Sangga hanya mengangkat bahunya "gak tau" jawabnya singkat.

"Kalian berantem?" Cecarnya lagi.

Sangga berusaha menutupi kegelisahannya "gak ada apa-apa bang"

Jan Raka menghela nafasnya, biar bagaimanapun dia mengenal Sangga. Dia tau ada sesuatu yang Sangga sembunyikan.

"Gue tau tentang lu dan Bara, di rumah sakit" kata Jan Raka "kak Mahes juga"

Badan Sangga menegang, dia tidak menyangka kalau kedua kakaknya tau.


"Bukan salah kalian saling suka, karena dari awal kalian gak tau kalau ternyata kakak adik" Jan Raka berkata, pandangannya jatuh pada Sangga yang menunduk tidak berani menatapnya.

Jan Raka menepuk pundak Sangga, "Tapi Bara tetep Bayu, adik kita" mata Jan Raka menatap lembut mata Sangga "abang percaya Sangga bisa jaga adiknya"

Sangga mengangguk. Perkataan abangnya membuat perasaan bersalahnya semakin besar. Setelah itu Jan Raka meninggalkannya menuju lantai bawah. Meninggalkan Sangga dan pikirannya sendiri.




Sementara itu, Bara yang baru saja bangun dari tidurnya, buru-buru berlari ke lantai bawah. Dia melawan rasa pening di kepalanya, karena tidak tidur dengan benar semalam.

Mimpi sialan, makinya dalam pikirannya.


"Pak Yaksa"

Yaksa yang saat itu sedang duduk di kursi meja makannya, langsung menaruh cangkir kopi yang belum sempat dia minum. Bara, anaknya berdiri di sampingnya sambil menarik kecil lengan kemeja Yaksa.

"Pagi Bara" sapanya, meski dia ingin sekali menyentil dahi putranya ini. Bara masih memanggilnya pak Yaksa persis seperti karyawannya di kantor.

Alih-alih membalas sapaan ayahnya, Bara malah memeluk Yaksa, menjatuhkan dirinya dalam dekapan ayahnya.

"Aduh adek, lagi manja ke ayahnya ya" kata Mahes.

Sebetulnya sasaran Mahes adalah ayahnya. Ayahnya nampak terkejut setengah mati. Begitu juga bubunya yang duduk di samping ayahnya.
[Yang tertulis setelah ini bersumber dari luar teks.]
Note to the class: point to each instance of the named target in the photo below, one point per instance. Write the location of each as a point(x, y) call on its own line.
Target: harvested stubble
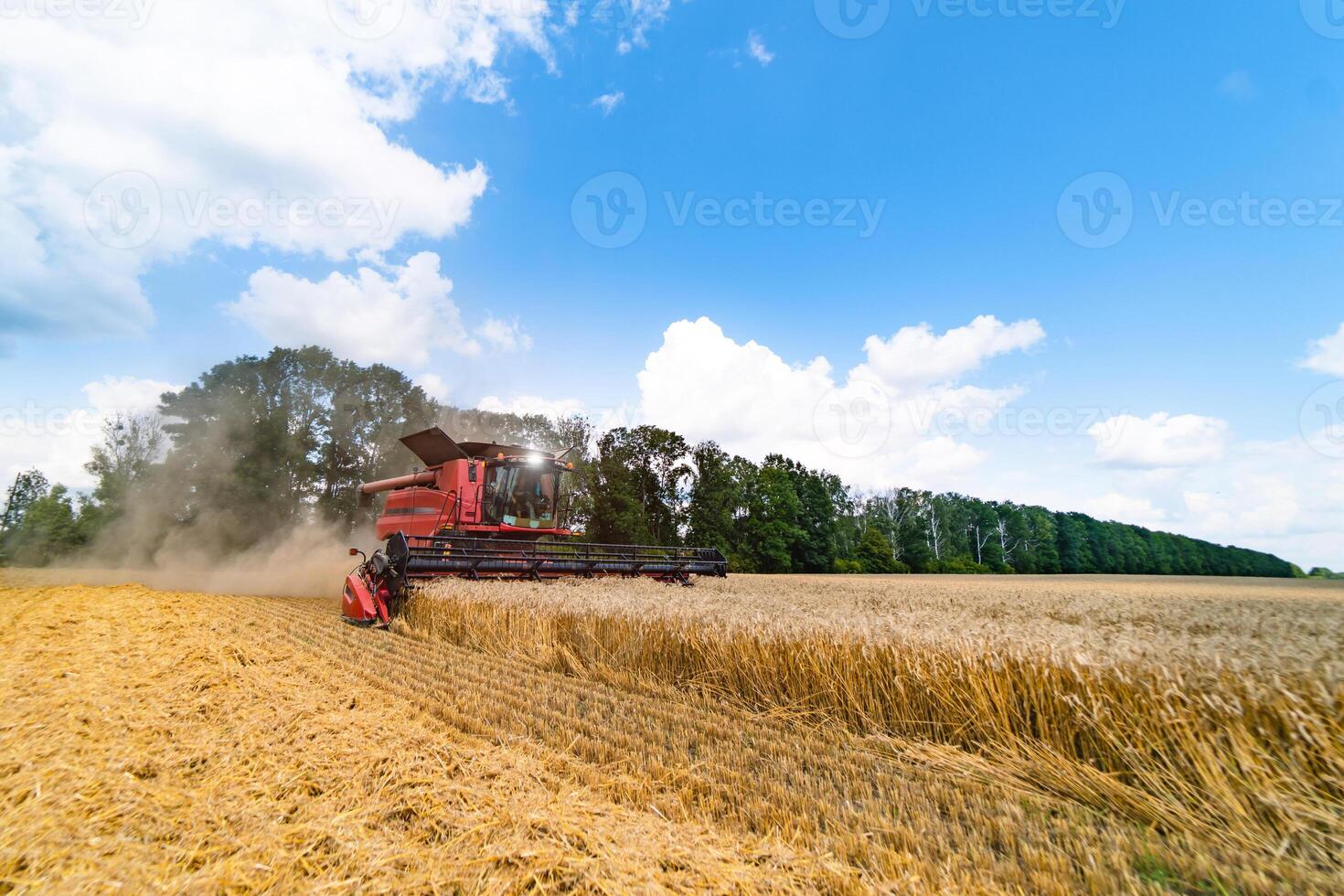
point(571, 782)
point(1211, 709)
point(154, 741)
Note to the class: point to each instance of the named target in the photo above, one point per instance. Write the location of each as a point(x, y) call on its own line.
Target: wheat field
point(754, 735)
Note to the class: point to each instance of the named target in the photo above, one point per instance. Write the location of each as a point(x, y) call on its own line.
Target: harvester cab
point(486, 511)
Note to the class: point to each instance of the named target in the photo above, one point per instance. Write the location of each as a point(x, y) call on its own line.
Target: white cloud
point(914, 355)
point(1158, 441)
point(609, 101)
point(525, 404)
point(222, 113)
point(368, 317)
point(706, 386)
point(504, 336)
point(433, 386)
point(635, 19)
point(58, 440)
point(1126, 508)
point(755, 46)
point(1327, 354)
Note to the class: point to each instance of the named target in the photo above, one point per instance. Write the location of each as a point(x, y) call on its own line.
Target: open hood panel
point(434, 446)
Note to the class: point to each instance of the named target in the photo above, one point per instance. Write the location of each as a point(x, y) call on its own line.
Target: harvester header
point(488, 511)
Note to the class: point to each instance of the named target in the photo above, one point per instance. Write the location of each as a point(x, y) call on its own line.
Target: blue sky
point(1201, 341)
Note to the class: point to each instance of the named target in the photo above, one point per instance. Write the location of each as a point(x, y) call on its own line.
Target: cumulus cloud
point(369, 317)
point(635, 19)
point(58, 440)
point(755, 46)
point(246, 123)
point(707, 386)
point(1327, 354)
point(609, 101)
point(915, 355)
point(1158, 441)
point(504, 336)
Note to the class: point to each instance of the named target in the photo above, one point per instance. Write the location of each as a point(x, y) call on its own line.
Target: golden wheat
point(1168, 704)
point(243, 743)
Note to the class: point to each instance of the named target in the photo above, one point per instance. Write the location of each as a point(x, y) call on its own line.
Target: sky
point(1075, 252)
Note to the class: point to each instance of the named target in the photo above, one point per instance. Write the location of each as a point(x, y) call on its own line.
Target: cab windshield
point(522, 496)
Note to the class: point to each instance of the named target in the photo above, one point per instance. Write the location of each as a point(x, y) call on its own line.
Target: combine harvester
point(481, 511)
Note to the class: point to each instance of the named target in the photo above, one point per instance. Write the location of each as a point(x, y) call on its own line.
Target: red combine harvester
point(481, 511)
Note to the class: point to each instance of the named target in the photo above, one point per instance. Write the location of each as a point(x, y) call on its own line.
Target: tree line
point(258, 445)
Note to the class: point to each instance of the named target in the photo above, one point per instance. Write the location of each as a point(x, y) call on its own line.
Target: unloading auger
point(484, 511)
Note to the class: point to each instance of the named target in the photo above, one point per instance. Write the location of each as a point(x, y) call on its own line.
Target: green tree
point(637, 486)
point(874, 554)
point(48, 531)
point(715, 498)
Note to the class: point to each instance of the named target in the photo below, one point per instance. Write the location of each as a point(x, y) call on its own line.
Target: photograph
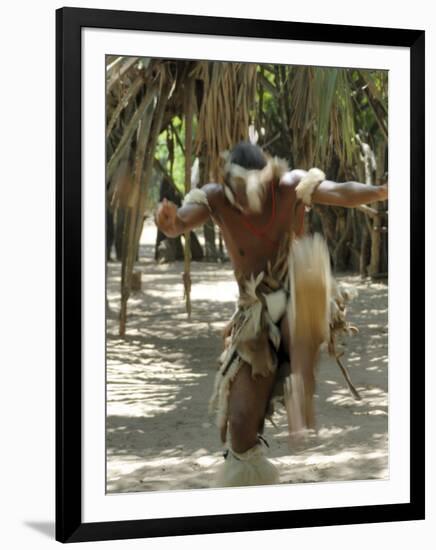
point(247, 274)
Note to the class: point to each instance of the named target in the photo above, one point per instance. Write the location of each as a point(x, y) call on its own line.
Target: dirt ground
point(160, 378)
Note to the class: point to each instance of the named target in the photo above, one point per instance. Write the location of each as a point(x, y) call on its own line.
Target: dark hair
point(248, 156)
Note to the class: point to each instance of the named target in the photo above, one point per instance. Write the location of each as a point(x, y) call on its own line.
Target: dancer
point(284, 310)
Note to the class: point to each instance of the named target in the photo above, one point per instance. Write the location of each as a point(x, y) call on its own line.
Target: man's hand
point(166, 218)
point(383, 192)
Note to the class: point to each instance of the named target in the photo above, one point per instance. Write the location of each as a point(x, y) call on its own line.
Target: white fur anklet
point(248, 468)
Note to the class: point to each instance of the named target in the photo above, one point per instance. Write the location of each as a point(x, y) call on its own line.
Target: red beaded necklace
point(261, 232)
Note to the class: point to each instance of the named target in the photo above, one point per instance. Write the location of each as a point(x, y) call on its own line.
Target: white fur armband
point(196, 196)
point(308, 184)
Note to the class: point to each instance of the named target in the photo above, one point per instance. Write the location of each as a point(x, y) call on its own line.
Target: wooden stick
point(188, 160)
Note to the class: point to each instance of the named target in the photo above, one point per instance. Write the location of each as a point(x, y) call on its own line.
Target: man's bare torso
point(253, 239)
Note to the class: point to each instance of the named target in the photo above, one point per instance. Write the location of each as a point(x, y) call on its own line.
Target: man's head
point(246, 177)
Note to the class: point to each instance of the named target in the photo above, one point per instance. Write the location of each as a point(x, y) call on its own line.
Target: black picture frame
point(69, 525)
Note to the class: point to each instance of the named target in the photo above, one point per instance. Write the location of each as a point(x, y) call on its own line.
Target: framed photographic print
point(240, 275)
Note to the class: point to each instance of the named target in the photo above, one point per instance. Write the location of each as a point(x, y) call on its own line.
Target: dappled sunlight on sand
point(160, 378)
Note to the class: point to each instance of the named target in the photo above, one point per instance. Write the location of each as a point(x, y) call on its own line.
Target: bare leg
point(247, 406)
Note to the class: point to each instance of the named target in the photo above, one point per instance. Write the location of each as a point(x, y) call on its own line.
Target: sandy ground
point(160, 378)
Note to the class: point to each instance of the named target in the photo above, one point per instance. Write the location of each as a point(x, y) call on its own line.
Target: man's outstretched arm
point(348, 194)
point(173, 221)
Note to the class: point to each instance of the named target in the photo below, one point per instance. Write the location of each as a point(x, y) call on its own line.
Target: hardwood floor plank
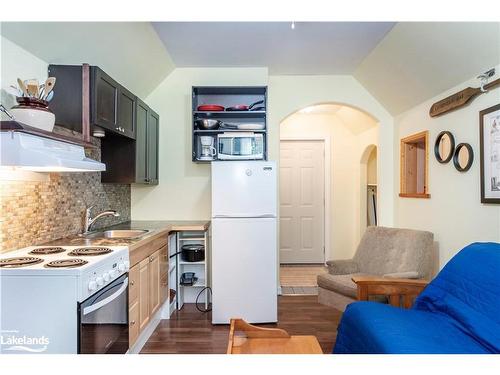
point(191, 332)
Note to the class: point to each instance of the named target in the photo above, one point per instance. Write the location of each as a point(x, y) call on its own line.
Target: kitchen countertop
point(156, 228)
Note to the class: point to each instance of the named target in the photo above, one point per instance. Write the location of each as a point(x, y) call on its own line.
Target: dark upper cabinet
point(126, 112)
point(112, 106)
point(141, 139)
point(104, 92)
point(152, 146)
point(129, 161)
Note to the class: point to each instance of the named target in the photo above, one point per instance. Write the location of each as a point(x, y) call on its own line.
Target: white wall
point(454, 213)
point(346, 147)
point(287, 94)
point(184, 189)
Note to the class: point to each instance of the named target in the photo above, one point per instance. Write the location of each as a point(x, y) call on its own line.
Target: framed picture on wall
point(489, 133)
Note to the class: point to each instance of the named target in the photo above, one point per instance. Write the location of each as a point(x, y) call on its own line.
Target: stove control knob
point(92, 285)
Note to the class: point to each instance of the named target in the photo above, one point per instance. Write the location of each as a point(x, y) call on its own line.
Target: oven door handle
point(105, 301)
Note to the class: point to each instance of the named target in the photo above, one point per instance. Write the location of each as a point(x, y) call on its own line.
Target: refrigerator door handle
point(240, 216)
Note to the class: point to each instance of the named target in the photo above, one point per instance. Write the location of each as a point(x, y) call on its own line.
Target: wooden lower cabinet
point(133, 319)
point(148, 288)
point(144, 310)
point(154, 282)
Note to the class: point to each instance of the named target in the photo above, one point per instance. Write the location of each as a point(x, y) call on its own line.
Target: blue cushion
point(458, 312)
point(371, 327)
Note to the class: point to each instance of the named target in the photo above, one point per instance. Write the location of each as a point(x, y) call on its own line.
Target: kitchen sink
point(125, 233)
point(117, 233)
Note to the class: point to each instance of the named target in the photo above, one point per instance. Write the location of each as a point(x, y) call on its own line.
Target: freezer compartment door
point(244, 270)
point(244, 189)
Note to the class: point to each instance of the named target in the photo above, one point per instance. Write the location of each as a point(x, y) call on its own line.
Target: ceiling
point(400, 64)
point(130, 52)
point(417, 61)
point(309, 48)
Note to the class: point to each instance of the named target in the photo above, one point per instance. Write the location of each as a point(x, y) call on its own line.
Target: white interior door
point(302, 201)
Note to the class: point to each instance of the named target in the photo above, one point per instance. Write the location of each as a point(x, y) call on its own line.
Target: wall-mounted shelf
point(216, 131)
point(229, 114)
point(227, 96)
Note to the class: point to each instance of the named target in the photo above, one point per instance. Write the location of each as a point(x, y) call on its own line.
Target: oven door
point(244, 146)
point(103, 320)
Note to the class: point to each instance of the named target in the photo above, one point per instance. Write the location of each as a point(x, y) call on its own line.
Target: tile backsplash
point(35, 212)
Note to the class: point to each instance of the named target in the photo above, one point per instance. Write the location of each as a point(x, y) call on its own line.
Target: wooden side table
point(245, 338)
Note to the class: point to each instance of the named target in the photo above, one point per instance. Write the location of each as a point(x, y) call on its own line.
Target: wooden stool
point(245, 338)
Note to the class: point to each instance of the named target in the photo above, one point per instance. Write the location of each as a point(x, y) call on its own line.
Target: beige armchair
point(382, 252)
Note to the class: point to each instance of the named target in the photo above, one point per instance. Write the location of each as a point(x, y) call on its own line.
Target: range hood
point(23, 148)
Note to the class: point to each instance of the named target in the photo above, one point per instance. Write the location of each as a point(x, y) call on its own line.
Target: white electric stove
point(67, 299)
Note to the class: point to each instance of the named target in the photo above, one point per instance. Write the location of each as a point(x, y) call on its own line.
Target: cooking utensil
point(4, 110)
point(193, 253)
point(252, 107)
point(226, 125)
point(460, 99)
point(210, 108)
point(50, 96)
point(49, 86)
point(22, 87)
point(13, 90)
point(207, 124)
point(250, 126)
point(239, 107)
point(32, 87)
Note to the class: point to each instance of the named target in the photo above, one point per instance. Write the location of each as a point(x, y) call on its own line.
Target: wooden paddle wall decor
point(459, 99)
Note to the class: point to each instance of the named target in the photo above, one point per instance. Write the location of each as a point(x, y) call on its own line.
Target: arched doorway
point(320, 151)
point(368, 189)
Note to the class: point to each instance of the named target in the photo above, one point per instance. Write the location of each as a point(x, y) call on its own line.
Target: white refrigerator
point(244, 243)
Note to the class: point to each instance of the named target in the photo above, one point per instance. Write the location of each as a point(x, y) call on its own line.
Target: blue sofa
point(458, 312)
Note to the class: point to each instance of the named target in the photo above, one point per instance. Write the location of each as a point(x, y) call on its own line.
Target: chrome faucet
point(89, 221)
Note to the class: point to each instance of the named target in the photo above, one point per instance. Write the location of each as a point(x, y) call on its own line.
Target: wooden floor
point(191, 332)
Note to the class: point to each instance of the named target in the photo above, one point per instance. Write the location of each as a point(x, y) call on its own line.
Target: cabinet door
point(104, 100)
point(154, 282)
point(141, 140)
point(133, 289)
point(144, 294)
point(164, 274)
point(126, 112)
point(152, 146)
point(133, 323)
Biasanya Bara hanya akan manja ke bubunya.

Yaksa mengecupi kening Bara, sementara anaknya malah ngedusel ke tengkuk lehernya. Mata Yaksa menatap Tara, menggodanya agar Tara semakin iri.

"Anak ayah masih ngantuk ya?" Tanya Yaksa, saat menyadari Bara memejamkan matanya. Yaksa mengangkat badan kecil Bara agar anaknya bisa nyaman berada di pelukannya.

"Eh bocil" Jan Raka yang baru tiba masih sambil mengucek matanya. Dia menatap aneh pada pemandangan luar biasa pagi ini.

"Kaya koala aja sih, pagi-pagi sudah pelukin pohon" kata Jan Raka, dia mengambil tempat duduk di samping Mahes.

"Terus ayah pohonnya gitu?" Tanya Yaksa, seolah dia menatap Jan Raka marah, padahal senyumnya belum hilang dari wajahnya.

Jan Raka dengan acuh mengambil roti dihadapannya "Ya, kalau Ayah merasa ya"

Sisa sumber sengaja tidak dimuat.